Issue #11224: Improved sparse file read support (r85916) introduced a

regression in _FileInFile which is used in file-like objects returned by TarFile.extractfile(). The inefficient design of the _FileInFile.read() method causes various dramatic side-effects and errors: - The data segment of a file member is read completely into memory every(!) time a small block is accessed. This is not only slow but may cause unexpected MemoryErrors with very large files. - Reading members from compressed tar archives is even slower because of the excessive backwards seeking which is done when the same data segment is read over and over again. - As a backwards seek on a TarFile opened in stream mode is not possible, using extractfile() fails with a StreamError.
author: Lars Gustäbel <lars@gustaebel.de> 2011-02-23 11:42:22 (GMT)
committer: Lars Gustäbel <lars@gustaebel.de> 2011-02-23 11:42:22 (GMT)
commit: dd071045e776e1c3e8cf6750a2fd1d0958bf19b3 (patch)
tree: 3afb00727522ffb897602ec1ae5d2a9ccfd3dce4 /Lib/tarfile.py
parent: 3eeee833915b96a15c60eafc317bb6822af2084c (diff)
download: cpython-dd071045e776e1c3e8cf6750a2fd1d0958bf19b3.zip
cpython-dd071045e776e1c3e8cf6750a2fd1d0958bf19b3.tar.gz
cpython-dd071045e776e1c3e8cf6750a2fd1d0958bf19b3.tar.bz2
1 files changed, 2 insertions, 3 deletions
diff --git a/Lib/tarfile.py b/Lib/tarfile.py
index e3747e9..0f9d1da 100644
--- a/Lib/tarfile.py
+++ b/Lib/tarfile.py
@@ -760,9 +760,8 @@ class _FileInFile(object):
                         self.map_index = 0
             length = min(size, stop - self.position)
             if data:
-                self.fileobj.seek(offset)
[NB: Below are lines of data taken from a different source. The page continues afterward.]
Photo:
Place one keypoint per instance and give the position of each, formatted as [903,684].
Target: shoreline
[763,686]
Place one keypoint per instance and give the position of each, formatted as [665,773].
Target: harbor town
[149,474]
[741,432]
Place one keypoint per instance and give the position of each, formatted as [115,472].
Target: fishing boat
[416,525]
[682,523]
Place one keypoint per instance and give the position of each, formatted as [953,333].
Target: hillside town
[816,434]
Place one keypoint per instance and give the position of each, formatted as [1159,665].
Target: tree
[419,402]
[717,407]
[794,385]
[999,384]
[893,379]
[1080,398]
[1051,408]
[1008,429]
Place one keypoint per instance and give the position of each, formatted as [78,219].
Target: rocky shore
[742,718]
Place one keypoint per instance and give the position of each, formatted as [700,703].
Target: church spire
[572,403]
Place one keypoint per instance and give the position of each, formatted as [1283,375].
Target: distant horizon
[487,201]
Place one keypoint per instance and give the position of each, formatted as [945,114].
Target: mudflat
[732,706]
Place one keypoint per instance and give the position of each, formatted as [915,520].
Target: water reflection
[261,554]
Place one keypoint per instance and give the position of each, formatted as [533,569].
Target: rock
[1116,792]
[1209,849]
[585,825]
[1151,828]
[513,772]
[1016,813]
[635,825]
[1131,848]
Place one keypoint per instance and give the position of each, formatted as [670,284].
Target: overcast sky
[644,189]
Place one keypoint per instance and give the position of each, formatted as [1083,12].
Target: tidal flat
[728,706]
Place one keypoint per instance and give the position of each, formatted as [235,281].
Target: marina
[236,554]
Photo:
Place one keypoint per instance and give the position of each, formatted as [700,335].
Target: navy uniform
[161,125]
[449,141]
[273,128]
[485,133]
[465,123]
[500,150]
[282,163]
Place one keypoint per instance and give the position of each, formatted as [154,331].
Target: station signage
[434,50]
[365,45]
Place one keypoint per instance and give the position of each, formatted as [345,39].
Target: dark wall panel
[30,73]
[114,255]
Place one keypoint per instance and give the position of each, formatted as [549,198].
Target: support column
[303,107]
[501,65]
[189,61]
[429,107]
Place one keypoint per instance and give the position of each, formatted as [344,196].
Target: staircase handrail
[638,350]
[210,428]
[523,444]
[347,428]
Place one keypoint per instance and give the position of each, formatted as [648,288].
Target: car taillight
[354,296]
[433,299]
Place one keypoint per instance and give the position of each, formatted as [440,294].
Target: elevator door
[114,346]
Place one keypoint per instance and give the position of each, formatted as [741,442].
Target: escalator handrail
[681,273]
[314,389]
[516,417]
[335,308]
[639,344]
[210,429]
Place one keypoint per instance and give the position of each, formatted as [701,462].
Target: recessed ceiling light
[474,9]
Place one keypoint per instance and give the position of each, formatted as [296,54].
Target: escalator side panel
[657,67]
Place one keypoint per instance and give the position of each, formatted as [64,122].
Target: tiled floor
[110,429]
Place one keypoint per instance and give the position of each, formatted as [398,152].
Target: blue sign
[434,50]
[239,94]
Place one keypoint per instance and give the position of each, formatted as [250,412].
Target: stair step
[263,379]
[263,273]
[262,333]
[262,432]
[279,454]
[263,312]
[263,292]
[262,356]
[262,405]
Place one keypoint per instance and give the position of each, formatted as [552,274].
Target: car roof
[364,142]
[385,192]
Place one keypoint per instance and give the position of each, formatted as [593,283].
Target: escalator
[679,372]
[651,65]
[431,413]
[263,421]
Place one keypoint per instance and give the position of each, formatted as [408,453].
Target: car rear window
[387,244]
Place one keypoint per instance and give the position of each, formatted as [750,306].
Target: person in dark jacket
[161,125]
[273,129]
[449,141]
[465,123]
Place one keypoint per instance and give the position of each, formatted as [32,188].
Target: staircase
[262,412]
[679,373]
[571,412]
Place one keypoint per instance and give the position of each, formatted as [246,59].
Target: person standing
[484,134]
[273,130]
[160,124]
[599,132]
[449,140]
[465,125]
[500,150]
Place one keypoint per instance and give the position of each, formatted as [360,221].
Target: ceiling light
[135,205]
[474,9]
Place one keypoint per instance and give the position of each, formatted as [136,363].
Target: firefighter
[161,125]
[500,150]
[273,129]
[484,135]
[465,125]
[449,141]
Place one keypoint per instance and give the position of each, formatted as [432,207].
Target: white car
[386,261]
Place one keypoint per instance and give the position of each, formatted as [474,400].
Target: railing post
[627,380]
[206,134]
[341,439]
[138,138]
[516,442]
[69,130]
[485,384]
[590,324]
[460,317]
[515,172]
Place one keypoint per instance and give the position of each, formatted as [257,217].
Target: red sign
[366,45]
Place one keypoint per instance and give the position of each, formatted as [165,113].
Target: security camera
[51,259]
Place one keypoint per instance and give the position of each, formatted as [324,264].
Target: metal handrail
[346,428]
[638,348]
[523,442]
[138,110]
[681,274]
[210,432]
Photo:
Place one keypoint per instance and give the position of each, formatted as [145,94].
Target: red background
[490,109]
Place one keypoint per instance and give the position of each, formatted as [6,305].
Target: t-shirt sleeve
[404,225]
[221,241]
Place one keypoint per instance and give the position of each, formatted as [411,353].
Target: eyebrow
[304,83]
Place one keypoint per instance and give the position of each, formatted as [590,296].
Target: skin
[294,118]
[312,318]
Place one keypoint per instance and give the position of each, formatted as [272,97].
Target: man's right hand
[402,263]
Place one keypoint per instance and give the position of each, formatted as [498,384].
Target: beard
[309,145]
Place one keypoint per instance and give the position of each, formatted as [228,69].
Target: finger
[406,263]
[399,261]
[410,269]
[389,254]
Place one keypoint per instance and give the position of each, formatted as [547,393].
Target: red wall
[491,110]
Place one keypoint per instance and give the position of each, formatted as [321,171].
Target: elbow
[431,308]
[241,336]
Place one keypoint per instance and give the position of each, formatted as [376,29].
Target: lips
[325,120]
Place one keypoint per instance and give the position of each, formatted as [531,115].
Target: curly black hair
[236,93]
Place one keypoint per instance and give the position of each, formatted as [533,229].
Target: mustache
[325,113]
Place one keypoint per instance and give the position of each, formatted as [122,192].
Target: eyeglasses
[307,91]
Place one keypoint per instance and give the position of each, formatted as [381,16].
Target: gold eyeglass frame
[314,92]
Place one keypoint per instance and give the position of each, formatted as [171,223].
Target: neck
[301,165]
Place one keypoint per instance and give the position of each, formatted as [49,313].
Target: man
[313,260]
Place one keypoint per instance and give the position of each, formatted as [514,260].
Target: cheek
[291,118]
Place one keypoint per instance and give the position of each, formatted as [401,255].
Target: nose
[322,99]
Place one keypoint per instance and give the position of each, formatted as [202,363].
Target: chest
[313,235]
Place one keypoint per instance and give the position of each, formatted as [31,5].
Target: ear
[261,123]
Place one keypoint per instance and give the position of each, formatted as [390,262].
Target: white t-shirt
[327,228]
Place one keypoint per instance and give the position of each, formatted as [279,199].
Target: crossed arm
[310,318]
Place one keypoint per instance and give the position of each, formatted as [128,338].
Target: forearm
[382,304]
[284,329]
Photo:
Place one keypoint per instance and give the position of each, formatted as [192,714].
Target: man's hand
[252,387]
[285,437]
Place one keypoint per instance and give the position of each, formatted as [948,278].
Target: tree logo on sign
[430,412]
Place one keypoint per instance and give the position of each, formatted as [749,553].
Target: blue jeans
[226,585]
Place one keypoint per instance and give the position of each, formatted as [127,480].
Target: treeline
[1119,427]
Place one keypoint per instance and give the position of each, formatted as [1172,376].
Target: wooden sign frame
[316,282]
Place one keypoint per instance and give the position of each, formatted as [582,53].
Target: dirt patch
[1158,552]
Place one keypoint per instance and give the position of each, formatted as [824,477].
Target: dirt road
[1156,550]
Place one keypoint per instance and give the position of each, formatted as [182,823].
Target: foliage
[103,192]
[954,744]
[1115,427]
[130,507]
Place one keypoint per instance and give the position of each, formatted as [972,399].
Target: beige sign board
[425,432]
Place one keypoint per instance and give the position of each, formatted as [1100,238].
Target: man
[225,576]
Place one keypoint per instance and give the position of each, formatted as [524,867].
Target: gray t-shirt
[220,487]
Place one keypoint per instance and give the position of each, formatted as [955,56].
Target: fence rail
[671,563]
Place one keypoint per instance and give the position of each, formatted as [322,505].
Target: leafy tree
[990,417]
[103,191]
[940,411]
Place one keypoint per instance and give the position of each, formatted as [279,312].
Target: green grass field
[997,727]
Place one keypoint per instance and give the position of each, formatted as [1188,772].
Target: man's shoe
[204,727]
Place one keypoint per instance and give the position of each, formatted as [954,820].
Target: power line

-                block = self.fileobj.read(stop - start)
-                buf += block[self.position - start:self.position + length]
+                self.fileobj.seek(offset + (self.position - start))
+                buf += self.fileobj.read(length)
             else:
                 buf += NUL * length
             size -= length
author	Lars Gustäbel <lars@gustaebel.de>	2011-02-23 11:42:22 (GMT)
committer	Lars Gustäbel <lars@gustaebel.de>	2011-02-23 11:42:22 (GMT)
commit	dd071045e776e1c3e8cf6750a2fd1d0958bf19b3 (patch)
tree	3afb00727522ffb897602ec1ae5d2a9ccfd3dce4 /Lib/tarfile.py
parent	3eeee833915b96a15c60eafc317bb6822af2084c (diff)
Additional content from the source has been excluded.